Since 2002, INAF is actively engaged in projects, both at national and international level, aimed at fostering the use of Grid technology for astronomers to carry out their everyday work, through the deployment of computing infrastructure and integration of domain-specific applications. INAF participated in the national GRID.IT multi-disciplinary project ( and has led the DRACO project, specifically aimed at astrophysics. Since 2004 INAF is participating in EGEE with an unfunded application aimed at porting and running on the EGEE infrastructure the simulation software of the ESA Planck mission.

In all these projects, therefore, the core activity of INAF is the gridification of astrophysical applications as part of the effort aimed at promoting the use of the Grid within the astrophysical community.

The porting of astrophysical applications also led to the development of new tools and services to enhance the Grid capabilities (Databases and Instrumentation as embedded resources in Grid, visualization tools, etc.). INAF staff has played an active role in the development of G-DSE, a tool for native Grid access to databases which has proved in recent benchmarks its efficiency in accessing large data sets. These activities have generated two projects aimed at technological transfer to industry, one of which is being funded through the SFERA programme.

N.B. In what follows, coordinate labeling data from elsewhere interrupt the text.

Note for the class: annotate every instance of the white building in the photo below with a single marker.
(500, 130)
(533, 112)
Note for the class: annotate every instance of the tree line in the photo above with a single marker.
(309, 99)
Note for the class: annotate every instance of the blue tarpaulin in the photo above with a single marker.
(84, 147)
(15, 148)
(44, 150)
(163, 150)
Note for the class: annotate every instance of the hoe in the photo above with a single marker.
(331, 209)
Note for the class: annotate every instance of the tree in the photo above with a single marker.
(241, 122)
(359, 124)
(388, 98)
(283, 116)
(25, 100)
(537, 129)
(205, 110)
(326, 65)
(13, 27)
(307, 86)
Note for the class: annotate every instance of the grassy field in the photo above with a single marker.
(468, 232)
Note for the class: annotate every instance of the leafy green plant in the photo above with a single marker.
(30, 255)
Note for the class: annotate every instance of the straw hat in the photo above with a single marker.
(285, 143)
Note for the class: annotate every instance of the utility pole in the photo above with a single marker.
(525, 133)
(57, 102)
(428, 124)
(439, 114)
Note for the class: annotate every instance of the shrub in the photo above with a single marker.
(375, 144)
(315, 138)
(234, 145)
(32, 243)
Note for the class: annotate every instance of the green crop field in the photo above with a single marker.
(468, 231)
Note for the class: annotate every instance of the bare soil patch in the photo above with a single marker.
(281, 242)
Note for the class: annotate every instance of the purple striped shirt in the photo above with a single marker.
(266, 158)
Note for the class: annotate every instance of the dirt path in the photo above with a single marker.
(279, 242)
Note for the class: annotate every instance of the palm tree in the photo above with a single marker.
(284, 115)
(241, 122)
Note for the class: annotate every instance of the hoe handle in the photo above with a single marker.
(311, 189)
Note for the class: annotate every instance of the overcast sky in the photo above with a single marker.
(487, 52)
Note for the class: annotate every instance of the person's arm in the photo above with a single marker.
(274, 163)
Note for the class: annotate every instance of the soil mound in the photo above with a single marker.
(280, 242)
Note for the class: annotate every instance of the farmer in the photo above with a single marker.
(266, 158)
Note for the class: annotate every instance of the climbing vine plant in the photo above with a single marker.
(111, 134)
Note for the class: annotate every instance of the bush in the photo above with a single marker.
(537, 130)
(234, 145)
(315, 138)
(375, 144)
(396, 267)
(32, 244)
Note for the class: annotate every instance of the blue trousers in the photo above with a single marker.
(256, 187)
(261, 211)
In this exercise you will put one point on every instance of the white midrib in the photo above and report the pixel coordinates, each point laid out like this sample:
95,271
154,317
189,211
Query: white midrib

At the European level, INAF currently plays a leading role in promoting a tight interoperability between the Grid and the International Astronomical Virtual Observatory and in building a strong and stable astrophysical community within EGEE.

INAF will contribute to the IGI JRU with skilled personnel and with computational resources in several of its local institutes. For what concerns resources, the current ones attached to the INFN production Grid (80 CPU’s and around 1 TB of disk space) are planned to be expanded to more than 200 CPU’s and 10 TB. As for person-power, INAF will contribute the system administration in the connected sites so that the resources are kept available for the Grid community to use. Although the resources will be primarily allocated to computational tasks relevant to research activities in astrophysics, INAF intends to dedicate a fraction of its computational resources to the needs of other sciences, as done currently.

INAF will also bring in the IGI JRU its experience in middleware development and plans to contribute staff to the management of a production grid, wherever appropriate.